Thursday, April 21, 2011

Salman Rushdie services New York hotel rooms with books

In honour of PEN World Voices festival in New York, which he is chairing, novelist selects books for the city's high-end Standard Hotel

by: Alison Flood

Guests staying at New York's luxury Standard hotel next week will not have to resort to copies of the Gideon Bible if they find themselves short of reading material. Instead, their bedside tables are being furnished with a selection of books picked by a somewhat unlikely maid: Salman Rushdie.


As founder of the PEN World Voices festival and chair of this year's event, which takes place in New York next week, Rushdie has selected a series of American classics for the rooms at The Standard, which is hosting many of the festival's events. The Booker prize-winning author has come up with a wide-ranging line-up for guests, from Walt Whitman's 1855 poetry collection Leaves of Grass to Philip Roth's 1969 tale of the sex-obsessed Alexander Portnoy, Portnoy's Complaint.

Other titles picked by Rushdie range from William Faulkner's The Sound and the Fury to F Scott Fitzgerald's The Great Gatsby, while a more modern perspective is provided by Toni Morrison's Beloved, Saul Bellow's Humboldt's Gift, Thomas Pynchon's V, Michael Chabon's The Amazing Adventures of Kavalier and Clay and Joseph Heller's Catch-22.

Those wishing to dip into a book of short stories of an evening might be tempted by Flannery O'Connor's Everything That Rises Must Converge, or collections by Eudora Welty and Bernard Malamud, while science fiction comes from Kurt Vonnegut's Slaughterhouse-Five.

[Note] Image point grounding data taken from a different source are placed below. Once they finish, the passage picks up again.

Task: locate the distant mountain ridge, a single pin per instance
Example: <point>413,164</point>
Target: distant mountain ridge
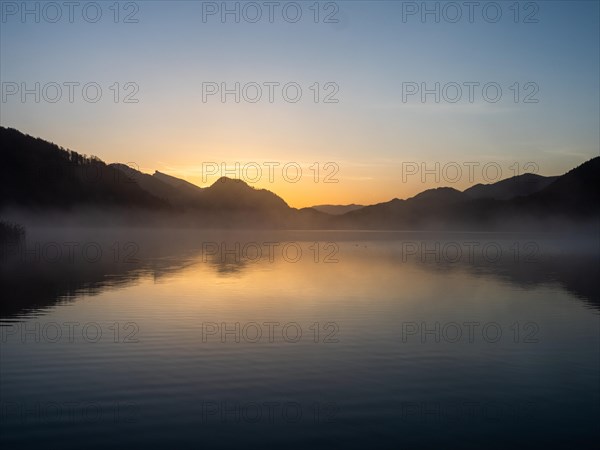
<point>516,186</point>
<point>41,175</point>
<point>336,210</point>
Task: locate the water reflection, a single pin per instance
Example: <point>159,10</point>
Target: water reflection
<point>53,268</point>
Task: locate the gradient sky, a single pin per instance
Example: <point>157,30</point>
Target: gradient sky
<point>369,53</point>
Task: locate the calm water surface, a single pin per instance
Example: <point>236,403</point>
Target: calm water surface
<point>300,340</point>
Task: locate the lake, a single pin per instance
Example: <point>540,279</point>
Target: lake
<point>298,339</point>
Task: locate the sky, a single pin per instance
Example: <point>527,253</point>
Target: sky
<point>516,84</point>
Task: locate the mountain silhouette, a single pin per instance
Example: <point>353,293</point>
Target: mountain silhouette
<point>336,210</point>
<point>41,175</point>
<point>35,173</point>
<point>509,188</point>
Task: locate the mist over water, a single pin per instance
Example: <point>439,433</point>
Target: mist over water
<point>298,338</point>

The PEN festival, which is intended to "celebrate the power of the writer's voice as a bold and vital element of public discourse", runs from 25 April to 1 May in New York, featuring more than 100 writers from 40 nations, from Harold Bloom to Hanif Kureishi, Amélie Nothomb, Elif Shafak and Irvine Welsh. Nobel Prize-winner Wole Soyinka will deliver the Arthur Miller freedom to write lecture on the closing night.

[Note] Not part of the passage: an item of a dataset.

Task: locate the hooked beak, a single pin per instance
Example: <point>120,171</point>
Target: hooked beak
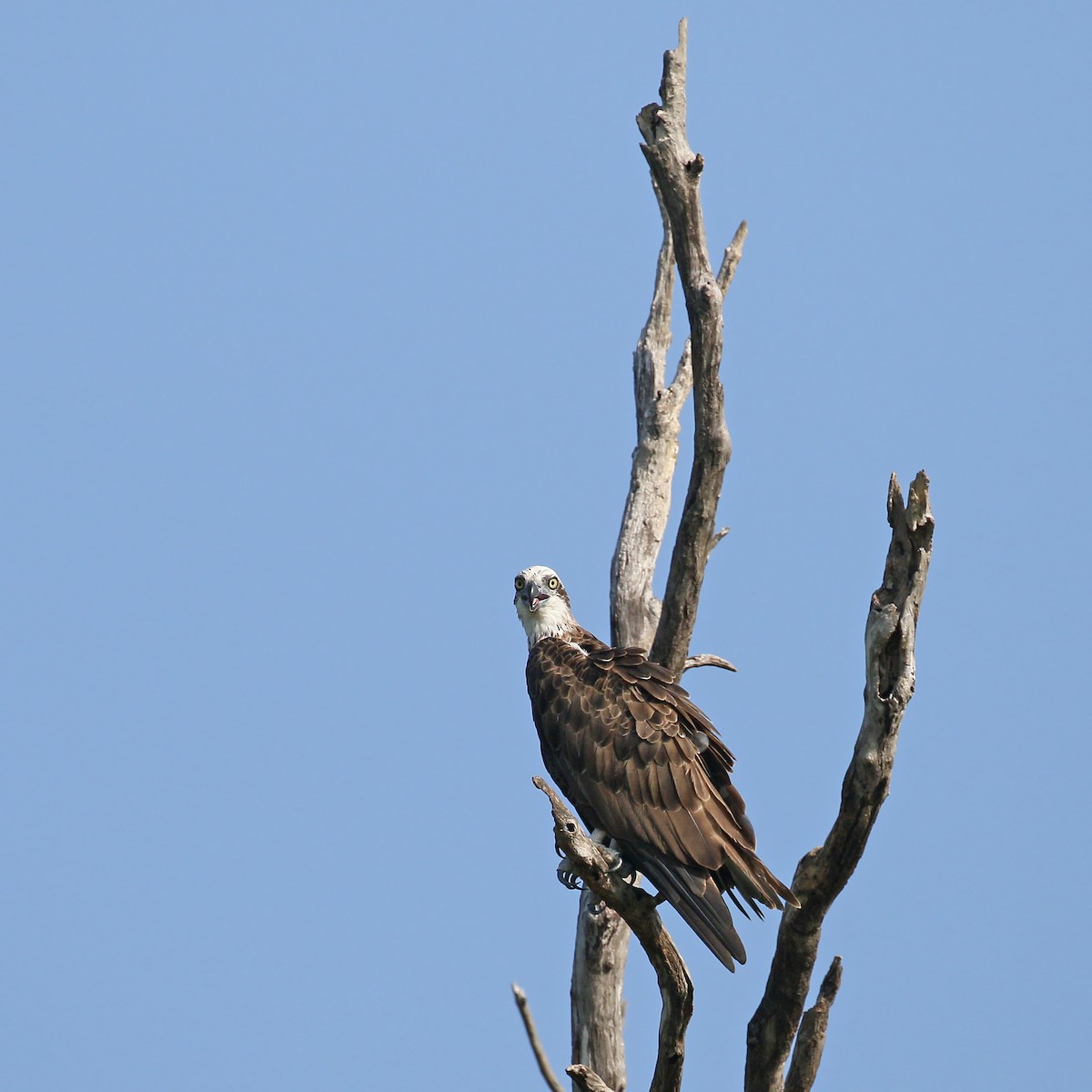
<point>534,595</point>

Announcing the festival earlier this year, Rushdie said it would enable visitors "to hear from writers from every corner of the globe". He added that: "What becomes clear is that the role of the intellectual varies tremendously from country to country. In tyrannical or authoritarian regimes, people turn to writers and intellectuals to serve as the conscience of those countries. On the other hand, in free societies, you have a country like France, in which the voice of the writer is at the centre of politics – or a country like the US, in which the role of the intellectual has steadily declined. We now call on the public intellectual to have a much louder and more potent voice in American political life."